Grace to you and Peace
Stan Grotegut
Here’s one of my more abstractly processed photos.
I call it “The Mystic Road to the Far” taken in the Palouse area, WA State.
I am so lucky to be married to this cool clerk.
Well it’s very interesting that I chose to peruse this Quaker site today as I’m the ex-sister-in-law of Susan Rose & have considered coming to Boulder Quaker meeting except there is way too much painful history (in my mind) to do so. Allen Hubbard was my oldest brother & his death brought more pain to me than I’d have thought probable. Susan (his ex) actually initiated he & her being more of a family to me during my late 20’s, early 30’s & very early 40’s to give me a sense of family, which I appreciated so much; it helped me not feel all alone in the world. My parents were Bob & Betty Hubbard (Betty being banned in Denver & then in Boulder meetings), which I understand as she also was banned from our little Presbyterian church in Lakewood back when in the 60’s & I also had huge emotional issues dealing with her. I loved her more than anyone I think in my life as a child & felt/thought a need to keep her at a distance in my adult life, which I had huge guilt about. My brother, Allen, telling me how you Quakers handled the difficulties with her helped me tremendously, since when she died I felt so much guilt (not being a “good daughter”) that the one thing I held on to emotionally was “well if Quakers banned her then maybe I’m not so bad as a doctor & another friend who I told that too said well Quakers don’t ban anyone”. I did love her so much as a child though with her wonderful bedtime stories & in many ways real quality love + I also understood her history with an evangelist father, etc.

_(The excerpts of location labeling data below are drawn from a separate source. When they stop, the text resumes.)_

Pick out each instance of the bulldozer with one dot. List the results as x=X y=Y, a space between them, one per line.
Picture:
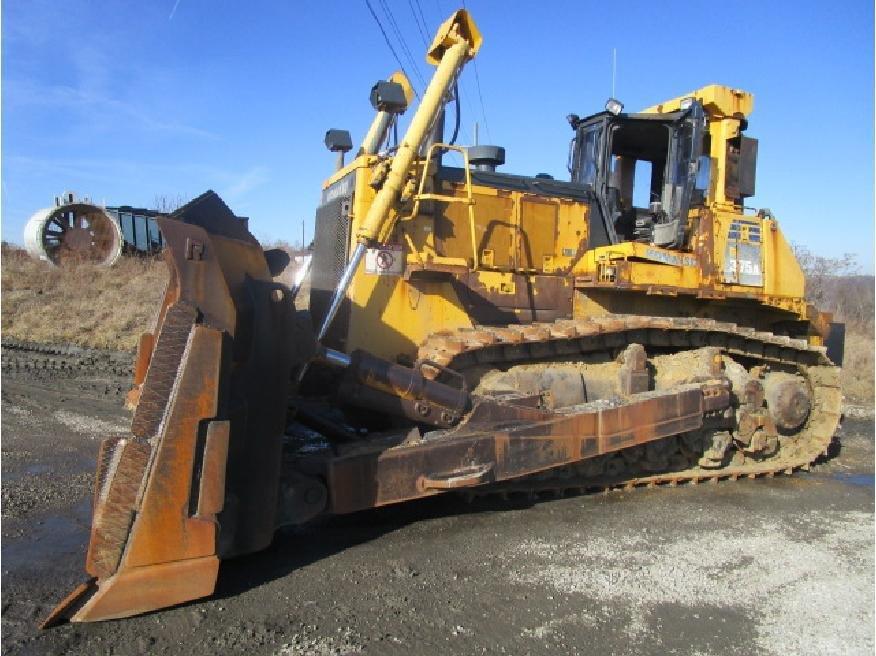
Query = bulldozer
x=468 y=331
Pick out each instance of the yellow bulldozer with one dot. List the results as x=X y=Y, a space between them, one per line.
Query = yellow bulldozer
x=469 y=331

I was involved for many years with Mile Hi Church of Religious Science in Lakewood, CO as it gave me a bridge from more fundamental Christian teachings to an open-minded philosophy that included many philosophers like Emerson & also Buddhism, etc. etc. Also it taught very positive thinking, i.e. “to learn how to think is to learn how to live”.
I’d like in many ways to find a place of community, but frankly am sick of the what I think/feel as the “high-minded, peace, love, dove, sometimes airy-fairy thinking of any religious/”spiritual” organization”. I, like a lot of people I’ve talked to over the years including doctors, psychologists, plumbers, truck drivers, etc. am sick of so much “self-righteous” “seekers of truth” that so many people call themselves & think my best chance for a place of community would be a place like the totally popular TV series CHEERS where everyone knows your name & guess what you just might not get a lot of judgement for being who you are.
I’d consider coming to Boulder Quaker meeting except my mother’s history is as a problem that had to be eliminated & I might cause that too because of my anger. I find more happiness in nature, animals, books, skiing, hiking, beer, burgers & pizza I think. I have no desire to preach to anyone & in my years of studying religions, psychology, etc. I’d rather sit down at a bar watching the Broncos (when they win of course) than sit in some silence waiting for the “Spirit” to move me to speak. In my opinion I am the Spirit; it is me. Amen.
Hi Stan!
What a wonderful blog post!!
Dan and I are driving back to Tucson from Richmond so we plan to visit Boulder Friends Sunday, May 14. We hope to see you there!